If the data is sparse the distances may not be very reliable. Use the SVD. For initialization of the first two clusters one can also use the SVD (the two furthest points along the first principle direction) If a small number of clusters is required (e.g. k = log(n)) this algorithm will do. For each point we maintain the distance to the current head. When a new head is created we need to evaluate the distances from the new head to each of the points. May be one can use some approximation since we need to know only the points that are closer to the newly opened cluster. One can also do a bottom up pass as a preprocessing step to merge some points which are “obviously” close. In this way n is reduced.
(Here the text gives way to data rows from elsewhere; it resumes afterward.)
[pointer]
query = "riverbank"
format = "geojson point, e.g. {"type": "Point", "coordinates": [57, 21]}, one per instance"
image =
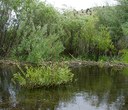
{"type": "Point", "coordinates": [71, 63]}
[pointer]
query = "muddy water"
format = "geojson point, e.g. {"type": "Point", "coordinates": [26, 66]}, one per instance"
{"type": "Point", "coordinates": [94, 88]}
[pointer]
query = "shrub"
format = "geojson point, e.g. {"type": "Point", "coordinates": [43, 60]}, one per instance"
{"type": "Point", "coordinates": [45, 76]}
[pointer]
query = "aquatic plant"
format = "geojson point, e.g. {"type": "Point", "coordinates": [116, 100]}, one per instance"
{"type": "Point", "coordinates": [44, 76]}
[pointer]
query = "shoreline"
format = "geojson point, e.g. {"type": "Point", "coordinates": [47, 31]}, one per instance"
{"type": "Point", "coordinates": [72, 63]}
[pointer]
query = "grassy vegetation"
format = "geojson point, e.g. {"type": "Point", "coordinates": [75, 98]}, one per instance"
{"type": "Point", "coordinates": [44, 76]}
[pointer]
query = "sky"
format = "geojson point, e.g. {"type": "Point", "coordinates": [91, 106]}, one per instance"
{"type": "Point", "coordinates": [79, 4]}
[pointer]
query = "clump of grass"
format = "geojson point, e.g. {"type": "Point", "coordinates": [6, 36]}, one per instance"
{"type": "Point", "coordinates": [44, 76]}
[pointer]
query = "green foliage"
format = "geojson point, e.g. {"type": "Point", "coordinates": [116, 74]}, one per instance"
{"type": "Point", "coordinates": [45, 76]}
{"type": "Point", "coordinates": [124, 56]}
{"type": "Point", "coordinates": [38, 47]}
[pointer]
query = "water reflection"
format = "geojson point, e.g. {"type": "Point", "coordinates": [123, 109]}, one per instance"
{"type": "Point", "coordinates": [95, 89]}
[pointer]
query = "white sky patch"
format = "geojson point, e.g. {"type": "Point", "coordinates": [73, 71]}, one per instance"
{"type": "Point", "coordinates": [79, 4]}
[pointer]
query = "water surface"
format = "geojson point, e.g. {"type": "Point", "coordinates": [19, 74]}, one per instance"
{"type": "Point", "coordinates": [94, 88]}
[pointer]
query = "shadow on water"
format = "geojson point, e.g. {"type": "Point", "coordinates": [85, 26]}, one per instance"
{"type": "Point", "coordinates": [94, 88]}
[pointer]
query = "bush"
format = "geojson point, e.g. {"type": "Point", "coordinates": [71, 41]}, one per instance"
{"type": "Point", "coordinates": [45, 76]}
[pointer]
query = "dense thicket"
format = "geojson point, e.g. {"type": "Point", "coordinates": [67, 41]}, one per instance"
{"type": "Point", "coordinates": [33, 31]}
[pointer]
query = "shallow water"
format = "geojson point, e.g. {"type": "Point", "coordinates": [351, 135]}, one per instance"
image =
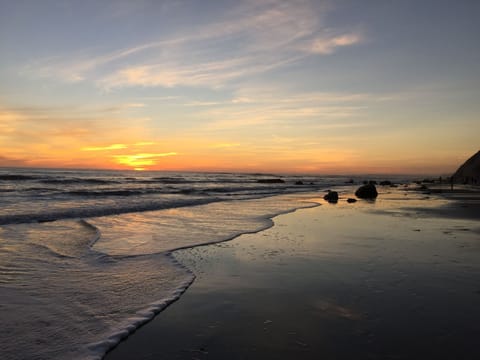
{"type": "Point", "coordinates": [73, 288]}
{"type": "Point", "coordinates": [334, 282]}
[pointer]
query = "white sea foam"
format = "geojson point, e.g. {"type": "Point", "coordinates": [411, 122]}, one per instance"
{"type": "Point", "coordinates": [73, 289]}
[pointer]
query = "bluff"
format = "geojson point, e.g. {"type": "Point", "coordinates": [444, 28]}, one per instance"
{"type": "Point", "coordinates": [469, 171]}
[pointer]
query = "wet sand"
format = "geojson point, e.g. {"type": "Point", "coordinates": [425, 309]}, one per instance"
{"type": "Point", "coordinates": [389, 279]}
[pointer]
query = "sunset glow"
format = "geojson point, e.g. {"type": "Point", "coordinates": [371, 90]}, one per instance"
{"type": "Point", "coordinates": [243, 87]}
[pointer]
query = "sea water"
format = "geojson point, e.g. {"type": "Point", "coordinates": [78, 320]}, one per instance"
{"type": "Point", "coordinates": [86, 256]}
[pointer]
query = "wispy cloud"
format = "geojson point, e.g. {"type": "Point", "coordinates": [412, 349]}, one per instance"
{"type": "Point", "coordinates": [105, 148]}
{"type": "Point", "coordinates": [251, 38]}
{"type": "Point", "coordinates": [328, 45]}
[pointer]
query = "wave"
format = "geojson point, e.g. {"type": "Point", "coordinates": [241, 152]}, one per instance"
{"type": "Point", "coordinates": [17, 177]}
{"type": "Point", "coordinates": [78, 181]}
{"type": "Point", "coordinates": [99, 211]}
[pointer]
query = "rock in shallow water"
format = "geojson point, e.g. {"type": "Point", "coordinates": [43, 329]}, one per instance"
{"type": "Point", "coordinates": [331, 197]}
{"type": "Point", "coordinates": [368, 191]}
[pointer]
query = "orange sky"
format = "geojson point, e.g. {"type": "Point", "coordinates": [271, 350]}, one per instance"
{"type": "Point", "coordinates": [248, 87]}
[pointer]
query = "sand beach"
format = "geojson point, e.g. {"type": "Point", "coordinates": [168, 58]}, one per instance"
{"type": "Point", "coordinates": [395, 278]}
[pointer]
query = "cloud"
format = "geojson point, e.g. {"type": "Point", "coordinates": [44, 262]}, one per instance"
{"type": "Point", "coordinates": [328, 45]}
{"type": "Point", "coordinates": [105, 148]}
{"type": "Point", "coordinates": [250, 38]}
{"type": "Point", "coordinates": [140, 161]}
For an alternative description see Figure 4 in Dasgupta: Performance guarantees for hierarchical clustering. http://cseweb.ucsd.edu/~dasgupta/papers/hier-jcss.pdf

Performance guarantees for hierarchical clustering, Sanjoy Dasgupta

link

Based on the furtest first traversal describes how to create a tree (hierarchy of clusters) with some optimality properties.

The idea is that first firthest first traversal is run so that the points are numbers. 1 is the first point, 2 is the second point added and so on. While doing that, we are actually defining clusterings with k clusters. First k = 1, then k = 2, and so on. As we go to larger values of k, the radiuses of the clusters shrink. We are using the distances between the cluster centers. $R_i$ is the min. distance from cluster center $i$ to the previous cluster centers (1,2,…, i - 1). Now we bucket those radiuses. If $R$ is the radius of the complete dataset, then the buckets are containing points of radiuses:

R/2 to R
R/4 to R/2
R/8 to R/4

It’s probably (although not mentioned) that the number of points in the buckets increases by a factor of 2 with each level.

At the next stage of the algorithm we are building a tree. We start with point 1 (“head” of the first cluster containing all the points). We then take the second point, and we have a tree with two nodes. Next we pick point 3. 3 will be added under 1 or 2 – whichever it is closer. Suppose we add it under 2. We have:

Next we pick 4. It can be potentially added under 1, 2 or 3. However, we also consider the buckets based on the radiuses $R_i$. Suppose that 4 is at bucket (R/4, R/2) and 3 is at the same bucket. We cannot add 4 under 3 because it will not decrease the radius of 3. So we add 4 under 1 or 2 – which is closer - suppose 1. What we want to achieve with this is a guarantee that the radius is halved or even more than halved.

Thresholded SVD: A provable SVD-based algorithm for learning topics in dominant admixture corpus, T. Bansal, C. Bhattacharyya, and R. Kannan.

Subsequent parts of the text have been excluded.